Azot dönüşümü olmaz ise yaşam olmaz. Topraktaki bakterileri yok etmemeli ve korumalıyız. Toprağın biyoçeşitliliği önemlidir. Birleşmiş Milletler Gıda ve Tarım Örgütü (FAO) sürdürülebilir kalkınma için belirlediği 14 temanın birinde toprak ile ekosistem, sürdürülebilir tarımsal gelişme ve gıda güvenliği ilişkilendirmesin ortaya koyarak insanoğlunun sessiz dostuna önem verilmesi gerekliliğini vurgulayarak 2015 yılını Toprak Yılı ilan etti. Toprak Yılı’nın sürdürülebilir gelecek yolunu açmamıza yardımcı olması öngörülüyor.

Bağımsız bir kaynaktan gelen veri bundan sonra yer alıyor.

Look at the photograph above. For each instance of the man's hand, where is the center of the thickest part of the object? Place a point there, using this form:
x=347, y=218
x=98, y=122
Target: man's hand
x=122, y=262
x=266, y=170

Toprak kaybı veya bozunması durumunda bir insan ömrü içerisinde geri kazanılması mümkün olmayan sınırlı bir kaynaktır. Toprak “Yenilenebilir Bir Kaynak Değildir”. Toprağın korunması, gıda güvenliği ve sürdürülebilir geleceğimiz için esastır. Yerküremizde verimli topraklara sahip doğal alanlar sınırlıdır. Bu nedenlerle sürdürülebilir toprak yönetimi desteklenmeli herkes sağlıklı toprak için gerekeni yapmalıdır. Arazi kullanımı-iklim değişikliği etkileşimi politika ve uygulamaları geliştirilmesi şarttır.

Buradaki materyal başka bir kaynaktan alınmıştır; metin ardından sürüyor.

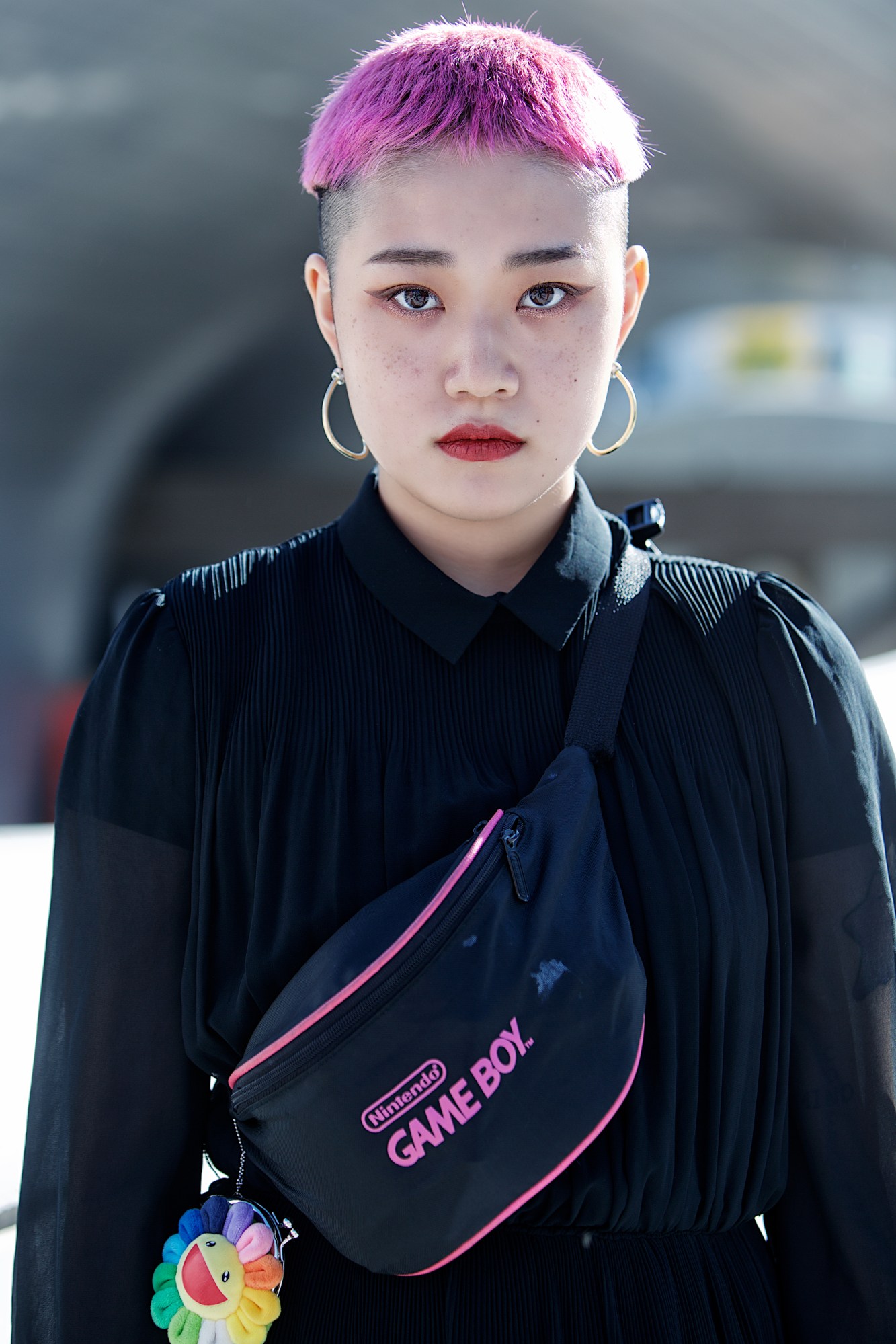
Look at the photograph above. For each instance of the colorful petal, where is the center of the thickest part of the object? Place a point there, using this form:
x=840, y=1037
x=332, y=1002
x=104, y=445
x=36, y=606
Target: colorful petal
x=254, y=1242
x=191, y=1225
x=173, y=1249
x=263, y=1273
x=164, y=1273
x=258, y=1306
x=239, y=1218
x=164, y=1306
x=214, y=1333
x=243, y=1333
x=184, y=1329
x=214, y=1213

Çiftçiyi Topraklandırma Kanunu’nun kabul edildiği 11 Haziran 1945’ten bu yana, 11 Haziran ardından gelen pazar gününü Toprak Bayramı olarak kutluyoruz. Bayramımız kutlu olsun. Bu bayram bence hüzünlü. Durup düşünmek, kaygı duymak gerek. Anadolu toprağı için ne yapıyoruz? Mevcut durum nedir? Tarım ve orman arazilerimizin kaybı ortada. Bu hafta duyduğumuz sayılar korkutucu.
Meraklısı için:http://www.fao.org/3/a-i4373e.pdf
Gününüz sürdürülebilir, yaşamınız enerji dolu ve mutlu olsun.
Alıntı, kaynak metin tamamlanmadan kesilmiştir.